Callers should close resp.Body when done reading from it. If resp.Body is not closed, the Client's underlying RoundTripper (typically Transport) may not be able to re-use a persistent TCP connection to the server for a subsequent "keep-alive" request.



回答5:

about Body

// It is the caller's responsibility to
// close Body. The default HTTP client's Transport may not
// reuse HTTP/1.x "keep-alive" TCP connections if the Body is
// not read to completion and closed.

So if you want to reuse TCP connections, you have to close Body every time after read to completion. An function ReadBody(io.ReadCloser) is suggested like this.

package main

import (
    "fmt"
    "io"
    "io/ioutil"
    "net/http"
    "time"
)

func main() {
    req, err := http.NewRequest(http.MethodGet, "https://github.com", nil)
    if err != nil {
        fmt.Println(err.Error())
        return
    }
    client := &http.Client{}
    i := 0
    for {
        resp, err := client.Do(req)
        if err != nil {
            fmt.Println(err.Error())
            return
        }
        _, _ = readBody(resp.Body)
        fmt.Println("done ", i)
        time.Sleep(5 * time.Second)
    }
}

func readBody(readCloser io.ReadCloser) ([]byte, error) {
    defer readCloser.Close()
    body, err := ioutil.ReadAll(readCloser)
    if err != nil {
        return nil, err
    }
    return body, nil
}


回答6:

There are two possible ways:

  1. Use a library that internally reuses and manages the file descriptors, associated with each requests. Http Client does the same thing internally, but then you would have the control over how many concurrent connections to open, and how to manage your resources. If you are interested, look at the netpoll implementation, which internally uses epoll/kqueue to manage them.

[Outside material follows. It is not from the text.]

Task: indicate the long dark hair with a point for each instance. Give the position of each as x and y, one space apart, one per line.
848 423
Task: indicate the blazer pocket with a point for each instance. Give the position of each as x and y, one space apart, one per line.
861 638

  2. The easy one would be, instead of pooling network connections, create a worker pool, for your goroutines. This would be easy, and better solution, that would not hinder with your current codebase, and would require minor changes.

Let's assume you need to make n POST request, after you recieve a request.

You could use channels, to implement this.

Or, simply you could use third party libraries.